4. Use a consistent form of your name on all of your papers. Using the same name on all of your papers will make it easier for others to find all of your published work. If your name is very common, consider getting a research identifier, such as an ORCID. You can provide your ORCID in your email signature and link that ID to your publication list so that anyone you email has access to your publications.
5. Make sure that your information is correct. Check that your name and affiliation are correct on the final proofs of your manuscript and check that the paper's information is accurate in database searches.
6. Make your manuscript easily accessible. If your paper is not published in an open-access journal, post your pre- or post-publication prints to a repository. Check SHERPA RoMEO to find your publisher's copyright and self-archiving policies regarding sharing your published manuscript.
7. Share your data. There is some evidence that sharing your data can increase your citations. Consider posting to data sharing websites, such as figshare or SlideShare, or contributing to Wikipedia and providing links to your published manuscripts.

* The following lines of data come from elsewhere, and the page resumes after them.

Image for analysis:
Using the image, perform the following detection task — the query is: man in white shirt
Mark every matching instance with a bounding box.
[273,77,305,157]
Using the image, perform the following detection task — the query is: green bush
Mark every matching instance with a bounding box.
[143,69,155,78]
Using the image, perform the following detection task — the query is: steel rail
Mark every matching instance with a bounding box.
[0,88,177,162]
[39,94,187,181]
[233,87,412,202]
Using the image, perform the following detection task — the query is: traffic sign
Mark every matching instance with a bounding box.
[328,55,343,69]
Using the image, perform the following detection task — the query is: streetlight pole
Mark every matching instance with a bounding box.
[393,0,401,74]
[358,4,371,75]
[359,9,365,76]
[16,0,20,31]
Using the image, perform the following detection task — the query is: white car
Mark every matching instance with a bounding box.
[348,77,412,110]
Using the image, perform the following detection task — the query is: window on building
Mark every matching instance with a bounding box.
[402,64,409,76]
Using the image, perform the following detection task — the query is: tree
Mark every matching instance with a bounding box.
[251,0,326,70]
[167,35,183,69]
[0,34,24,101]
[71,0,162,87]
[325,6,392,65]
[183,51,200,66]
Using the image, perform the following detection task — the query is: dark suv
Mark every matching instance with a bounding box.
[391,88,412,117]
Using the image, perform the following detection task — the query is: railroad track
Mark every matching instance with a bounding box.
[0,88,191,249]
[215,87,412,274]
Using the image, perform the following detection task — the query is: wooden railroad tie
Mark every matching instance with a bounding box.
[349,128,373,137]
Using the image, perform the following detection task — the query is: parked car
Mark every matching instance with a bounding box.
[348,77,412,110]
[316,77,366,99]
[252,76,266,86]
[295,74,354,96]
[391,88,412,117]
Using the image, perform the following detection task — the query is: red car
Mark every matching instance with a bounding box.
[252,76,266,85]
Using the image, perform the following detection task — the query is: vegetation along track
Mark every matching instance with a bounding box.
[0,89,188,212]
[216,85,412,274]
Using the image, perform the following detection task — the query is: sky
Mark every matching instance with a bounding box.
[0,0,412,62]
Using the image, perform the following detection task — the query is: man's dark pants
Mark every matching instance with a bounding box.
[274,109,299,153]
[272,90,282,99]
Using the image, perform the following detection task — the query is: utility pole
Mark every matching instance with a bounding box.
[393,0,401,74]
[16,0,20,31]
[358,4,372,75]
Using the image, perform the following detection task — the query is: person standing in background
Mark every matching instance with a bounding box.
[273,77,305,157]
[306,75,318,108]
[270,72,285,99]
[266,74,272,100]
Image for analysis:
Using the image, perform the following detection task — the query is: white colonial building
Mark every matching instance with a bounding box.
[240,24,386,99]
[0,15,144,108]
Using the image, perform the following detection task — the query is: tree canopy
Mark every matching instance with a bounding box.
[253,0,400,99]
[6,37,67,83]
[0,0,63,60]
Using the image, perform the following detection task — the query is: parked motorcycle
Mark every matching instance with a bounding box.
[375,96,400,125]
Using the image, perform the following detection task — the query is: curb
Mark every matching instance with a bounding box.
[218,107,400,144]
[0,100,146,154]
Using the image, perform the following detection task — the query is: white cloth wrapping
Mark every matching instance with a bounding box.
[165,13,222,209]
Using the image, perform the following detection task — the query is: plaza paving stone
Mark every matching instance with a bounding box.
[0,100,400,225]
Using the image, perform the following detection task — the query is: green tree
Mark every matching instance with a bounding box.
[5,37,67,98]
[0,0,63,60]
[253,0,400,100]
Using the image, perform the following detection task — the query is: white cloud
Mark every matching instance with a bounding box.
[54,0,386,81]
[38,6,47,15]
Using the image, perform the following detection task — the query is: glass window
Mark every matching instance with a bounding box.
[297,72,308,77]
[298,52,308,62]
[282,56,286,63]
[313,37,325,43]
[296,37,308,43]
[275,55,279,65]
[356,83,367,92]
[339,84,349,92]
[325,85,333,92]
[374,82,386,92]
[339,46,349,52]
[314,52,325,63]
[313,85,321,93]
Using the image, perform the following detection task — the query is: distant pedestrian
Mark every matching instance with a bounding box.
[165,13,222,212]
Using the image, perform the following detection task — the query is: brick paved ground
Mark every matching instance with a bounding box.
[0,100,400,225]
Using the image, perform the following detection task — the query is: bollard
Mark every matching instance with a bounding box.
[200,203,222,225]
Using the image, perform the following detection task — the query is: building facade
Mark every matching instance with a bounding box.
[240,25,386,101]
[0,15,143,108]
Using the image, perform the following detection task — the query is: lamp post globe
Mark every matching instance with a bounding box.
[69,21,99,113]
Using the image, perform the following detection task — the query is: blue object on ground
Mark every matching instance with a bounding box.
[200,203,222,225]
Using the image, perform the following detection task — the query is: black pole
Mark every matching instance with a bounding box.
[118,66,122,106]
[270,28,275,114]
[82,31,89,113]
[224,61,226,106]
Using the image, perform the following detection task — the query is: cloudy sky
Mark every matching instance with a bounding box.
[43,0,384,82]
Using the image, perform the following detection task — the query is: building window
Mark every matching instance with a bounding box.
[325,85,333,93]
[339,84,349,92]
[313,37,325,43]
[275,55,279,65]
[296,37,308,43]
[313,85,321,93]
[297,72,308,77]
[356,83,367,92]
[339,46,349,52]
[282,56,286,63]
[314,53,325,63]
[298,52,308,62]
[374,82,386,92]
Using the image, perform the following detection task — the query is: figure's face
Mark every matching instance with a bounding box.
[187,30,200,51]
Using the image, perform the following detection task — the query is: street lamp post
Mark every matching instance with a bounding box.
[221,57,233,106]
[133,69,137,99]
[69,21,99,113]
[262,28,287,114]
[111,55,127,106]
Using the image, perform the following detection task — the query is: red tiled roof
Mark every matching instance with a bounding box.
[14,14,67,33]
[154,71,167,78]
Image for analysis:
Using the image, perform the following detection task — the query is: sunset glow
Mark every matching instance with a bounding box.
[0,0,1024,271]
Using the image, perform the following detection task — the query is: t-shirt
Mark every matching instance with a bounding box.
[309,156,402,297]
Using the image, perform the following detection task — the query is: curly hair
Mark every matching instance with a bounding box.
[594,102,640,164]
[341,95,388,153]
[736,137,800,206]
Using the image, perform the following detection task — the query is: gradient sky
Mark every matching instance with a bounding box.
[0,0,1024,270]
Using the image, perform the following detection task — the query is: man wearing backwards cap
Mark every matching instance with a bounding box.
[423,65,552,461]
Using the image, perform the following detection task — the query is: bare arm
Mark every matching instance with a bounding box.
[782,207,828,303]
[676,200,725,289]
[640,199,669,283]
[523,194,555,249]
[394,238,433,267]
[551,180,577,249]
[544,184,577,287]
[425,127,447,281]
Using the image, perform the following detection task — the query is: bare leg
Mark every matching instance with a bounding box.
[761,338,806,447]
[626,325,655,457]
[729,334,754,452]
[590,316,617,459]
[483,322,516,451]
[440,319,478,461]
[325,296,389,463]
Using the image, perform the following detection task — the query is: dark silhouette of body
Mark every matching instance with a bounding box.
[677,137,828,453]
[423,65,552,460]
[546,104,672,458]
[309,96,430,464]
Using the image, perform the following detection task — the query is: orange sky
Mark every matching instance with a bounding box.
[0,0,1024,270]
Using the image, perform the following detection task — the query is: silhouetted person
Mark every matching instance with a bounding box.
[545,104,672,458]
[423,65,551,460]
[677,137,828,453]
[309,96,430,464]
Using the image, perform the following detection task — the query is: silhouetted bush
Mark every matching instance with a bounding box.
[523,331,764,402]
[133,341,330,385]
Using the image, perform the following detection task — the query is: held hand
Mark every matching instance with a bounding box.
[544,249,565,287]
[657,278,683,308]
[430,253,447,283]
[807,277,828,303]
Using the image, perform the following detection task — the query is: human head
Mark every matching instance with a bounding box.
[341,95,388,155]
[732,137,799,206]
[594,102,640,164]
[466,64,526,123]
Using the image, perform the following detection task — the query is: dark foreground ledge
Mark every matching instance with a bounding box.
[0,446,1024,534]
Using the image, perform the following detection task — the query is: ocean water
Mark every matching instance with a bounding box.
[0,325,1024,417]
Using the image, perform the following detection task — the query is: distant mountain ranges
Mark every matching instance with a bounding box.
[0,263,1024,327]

8. Present your work at conferences. Although conference presentations are not cited by other others, this will make your research more visible to the academic and research communities. Check out these tips for making the most of your next research conference.
9. Use social media. Provide links to your papers on social media (e.g., Facebook, Twitter, Academia.edu, ResearchGate, Mendeley) and your university profile page.
10. Actively promote your work. Talk to other researchers about your paper, even ones not in your field, and email copies of your paper to researchers who may be interested. Create a blog or a website dedicated to your research and share it.